In the same time, developments made by PacBio to produce improved and longer sequences permitted the generation of a reference sequence of the sunflower genome that was of higher quality than the bronze version. This reference genome sequence was assembled by using genetic and genomic data from the consortium and PacBio sequences produced in the frame of the SUNRISE project (Investments for the Future), revealing the genes involved in oil production and in flowering.
This historical collaborative network was the cornerstone for sharing resources for sunflower genomics and breeding.
The International Consortium on Sunflower Genomics will mainly focus on producing new genetic and genomic resources to give ICSG partners access to an improved and more diversified catalogue of sunflower genes and alleles. This catalogue will make sunflower research more competitive and will accelerate breeding of new sunflower varieties.
Toward a better understanding of Helianthus diversity by sequencing genomes of wild sunflowers
The ICSG is joining the main public international research institutes working on sunflower genomics with seed companies. Together they will:
- sequence new sunflower genomes and the genomes of wild relatives,
- develop and characterize genetic resources,
- produce a gene atlas involved in response to stress,
- compare and release the genome sequences and provide bioinformatics tools for analyses
We will compare the genome sequences to identify differences (e.g., sequence or structural variants) among cultivars and wild species that can be used in breeding programs to improve tolerance to abiotic stresses and resistance to pests in new sunflower varieties.
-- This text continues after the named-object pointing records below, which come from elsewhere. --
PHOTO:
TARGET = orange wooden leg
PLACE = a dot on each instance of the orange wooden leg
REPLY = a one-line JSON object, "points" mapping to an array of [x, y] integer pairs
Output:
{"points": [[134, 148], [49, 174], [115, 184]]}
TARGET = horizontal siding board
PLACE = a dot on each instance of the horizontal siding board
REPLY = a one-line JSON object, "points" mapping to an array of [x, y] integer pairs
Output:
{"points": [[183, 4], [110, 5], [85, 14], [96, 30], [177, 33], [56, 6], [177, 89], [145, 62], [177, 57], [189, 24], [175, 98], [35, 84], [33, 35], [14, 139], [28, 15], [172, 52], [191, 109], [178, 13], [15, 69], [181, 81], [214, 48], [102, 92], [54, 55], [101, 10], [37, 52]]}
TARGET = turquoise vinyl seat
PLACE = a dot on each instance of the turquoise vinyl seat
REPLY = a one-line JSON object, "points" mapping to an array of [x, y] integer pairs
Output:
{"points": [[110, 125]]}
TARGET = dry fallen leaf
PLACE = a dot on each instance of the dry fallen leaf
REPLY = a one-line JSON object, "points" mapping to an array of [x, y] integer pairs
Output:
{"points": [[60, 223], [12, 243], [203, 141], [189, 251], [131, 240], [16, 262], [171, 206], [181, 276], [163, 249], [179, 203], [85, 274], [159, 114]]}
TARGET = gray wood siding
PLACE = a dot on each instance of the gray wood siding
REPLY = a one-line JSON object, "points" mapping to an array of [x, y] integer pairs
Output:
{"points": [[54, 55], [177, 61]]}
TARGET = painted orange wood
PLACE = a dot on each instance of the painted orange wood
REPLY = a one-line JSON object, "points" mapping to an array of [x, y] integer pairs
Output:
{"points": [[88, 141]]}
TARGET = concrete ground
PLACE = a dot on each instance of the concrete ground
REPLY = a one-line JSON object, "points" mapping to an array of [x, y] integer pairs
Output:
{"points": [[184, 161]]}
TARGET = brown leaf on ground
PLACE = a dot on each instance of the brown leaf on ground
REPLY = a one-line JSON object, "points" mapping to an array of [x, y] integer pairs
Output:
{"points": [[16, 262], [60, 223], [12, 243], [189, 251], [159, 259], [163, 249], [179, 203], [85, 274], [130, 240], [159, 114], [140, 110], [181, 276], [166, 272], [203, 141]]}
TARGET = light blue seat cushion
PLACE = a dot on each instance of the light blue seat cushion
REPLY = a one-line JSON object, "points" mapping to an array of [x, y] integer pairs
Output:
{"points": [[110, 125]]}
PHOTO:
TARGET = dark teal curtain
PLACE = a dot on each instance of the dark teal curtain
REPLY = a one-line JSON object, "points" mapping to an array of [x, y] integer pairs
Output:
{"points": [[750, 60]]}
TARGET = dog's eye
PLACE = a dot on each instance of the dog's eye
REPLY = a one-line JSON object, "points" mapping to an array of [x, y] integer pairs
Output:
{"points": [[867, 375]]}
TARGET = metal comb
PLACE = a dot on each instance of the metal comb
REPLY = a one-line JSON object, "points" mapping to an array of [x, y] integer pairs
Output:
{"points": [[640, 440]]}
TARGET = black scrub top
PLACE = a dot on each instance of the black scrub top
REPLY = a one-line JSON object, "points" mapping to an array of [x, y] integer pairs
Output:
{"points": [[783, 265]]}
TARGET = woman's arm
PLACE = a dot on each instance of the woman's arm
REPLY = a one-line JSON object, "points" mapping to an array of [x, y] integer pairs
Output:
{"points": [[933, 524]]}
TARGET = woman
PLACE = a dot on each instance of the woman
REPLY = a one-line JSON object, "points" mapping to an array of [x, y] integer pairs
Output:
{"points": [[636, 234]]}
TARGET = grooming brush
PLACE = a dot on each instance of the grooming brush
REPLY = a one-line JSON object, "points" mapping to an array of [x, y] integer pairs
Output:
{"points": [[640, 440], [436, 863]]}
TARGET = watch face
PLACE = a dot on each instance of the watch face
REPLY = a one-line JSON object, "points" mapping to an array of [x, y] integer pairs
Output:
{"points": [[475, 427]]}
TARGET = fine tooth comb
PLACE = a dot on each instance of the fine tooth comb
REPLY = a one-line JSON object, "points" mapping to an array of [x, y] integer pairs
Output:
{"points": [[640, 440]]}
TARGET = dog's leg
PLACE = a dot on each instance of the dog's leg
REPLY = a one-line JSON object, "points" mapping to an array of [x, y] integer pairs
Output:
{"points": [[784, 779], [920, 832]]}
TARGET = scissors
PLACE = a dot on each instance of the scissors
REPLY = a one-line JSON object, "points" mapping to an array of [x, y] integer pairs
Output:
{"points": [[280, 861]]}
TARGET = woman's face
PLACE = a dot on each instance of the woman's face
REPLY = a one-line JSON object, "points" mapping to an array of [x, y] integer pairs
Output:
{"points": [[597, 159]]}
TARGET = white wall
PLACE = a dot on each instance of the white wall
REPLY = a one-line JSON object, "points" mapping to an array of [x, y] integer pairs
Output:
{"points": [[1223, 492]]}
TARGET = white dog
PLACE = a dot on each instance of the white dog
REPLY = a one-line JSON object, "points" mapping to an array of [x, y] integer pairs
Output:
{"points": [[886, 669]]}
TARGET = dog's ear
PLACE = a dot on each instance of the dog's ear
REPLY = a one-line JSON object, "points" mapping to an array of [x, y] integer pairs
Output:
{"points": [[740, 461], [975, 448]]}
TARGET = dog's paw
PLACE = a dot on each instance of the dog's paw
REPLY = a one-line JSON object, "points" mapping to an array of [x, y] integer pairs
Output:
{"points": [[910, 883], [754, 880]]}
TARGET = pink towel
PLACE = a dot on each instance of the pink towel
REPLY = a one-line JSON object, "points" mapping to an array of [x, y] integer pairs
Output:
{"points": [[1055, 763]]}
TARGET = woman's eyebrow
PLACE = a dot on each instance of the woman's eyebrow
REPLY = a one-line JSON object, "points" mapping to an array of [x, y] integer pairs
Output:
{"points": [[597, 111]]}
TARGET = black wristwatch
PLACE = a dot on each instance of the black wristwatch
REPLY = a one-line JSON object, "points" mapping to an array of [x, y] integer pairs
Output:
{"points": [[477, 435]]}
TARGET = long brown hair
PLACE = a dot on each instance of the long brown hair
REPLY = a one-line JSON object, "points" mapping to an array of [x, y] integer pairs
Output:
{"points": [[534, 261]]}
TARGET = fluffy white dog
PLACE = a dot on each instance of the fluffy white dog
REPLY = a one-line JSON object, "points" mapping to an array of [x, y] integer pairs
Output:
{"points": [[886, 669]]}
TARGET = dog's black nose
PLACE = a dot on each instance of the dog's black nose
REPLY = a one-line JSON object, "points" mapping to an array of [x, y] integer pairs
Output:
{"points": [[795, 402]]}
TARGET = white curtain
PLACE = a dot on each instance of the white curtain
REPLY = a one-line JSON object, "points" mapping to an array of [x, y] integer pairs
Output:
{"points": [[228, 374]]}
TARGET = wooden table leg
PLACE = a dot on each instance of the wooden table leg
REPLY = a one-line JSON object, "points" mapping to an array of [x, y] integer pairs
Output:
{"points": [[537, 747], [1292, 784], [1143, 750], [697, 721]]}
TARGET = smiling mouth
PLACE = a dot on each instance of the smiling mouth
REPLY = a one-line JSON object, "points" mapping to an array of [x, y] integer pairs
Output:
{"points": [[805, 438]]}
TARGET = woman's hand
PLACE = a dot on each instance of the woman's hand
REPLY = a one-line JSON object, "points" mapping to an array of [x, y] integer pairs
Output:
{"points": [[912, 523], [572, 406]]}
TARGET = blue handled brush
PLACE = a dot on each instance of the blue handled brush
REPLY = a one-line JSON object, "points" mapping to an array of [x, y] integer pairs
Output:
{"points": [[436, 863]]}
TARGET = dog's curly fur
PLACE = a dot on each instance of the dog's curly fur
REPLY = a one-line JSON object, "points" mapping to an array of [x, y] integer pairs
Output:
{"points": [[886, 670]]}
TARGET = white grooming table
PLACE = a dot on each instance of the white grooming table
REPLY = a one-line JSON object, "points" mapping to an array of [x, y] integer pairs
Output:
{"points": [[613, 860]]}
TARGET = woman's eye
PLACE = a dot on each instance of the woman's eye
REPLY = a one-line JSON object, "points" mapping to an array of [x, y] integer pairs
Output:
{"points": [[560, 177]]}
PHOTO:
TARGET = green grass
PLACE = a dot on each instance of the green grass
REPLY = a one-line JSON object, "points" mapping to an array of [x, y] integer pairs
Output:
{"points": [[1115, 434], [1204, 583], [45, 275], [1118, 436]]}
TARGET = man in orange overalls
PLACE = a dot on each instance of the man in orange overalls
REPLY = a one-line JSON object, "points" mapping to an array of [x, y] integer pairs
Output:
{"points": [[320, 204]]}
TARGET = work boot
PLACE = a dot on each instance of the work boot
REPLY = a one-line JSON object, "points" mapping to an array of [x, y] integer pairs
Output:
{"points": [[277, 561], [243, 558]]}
Coordinated by INRAE Occitanie-Toulouse, this consortium joins INRAE, The University of British Columbia (Canada), The University of Georgia (USA), the Galilee Research Institute (Israël) and 8 private partners (Advanta, BASF, INNOLEA, Caussade Semences, KWS, Maïsadour semences, Corteva Agriscience, Syngenta).
The ICSG is funded for 4 years with a total budget of 1.88 M€.
More than 270 varieties registered
30 millions hectares cultivated around the world, 71% in Europe.
700 000 hectares in France, 223 500 hectares in Occitanie Region.
52 000 genes, the sunflower genome is approximately 10% larger than the human genome.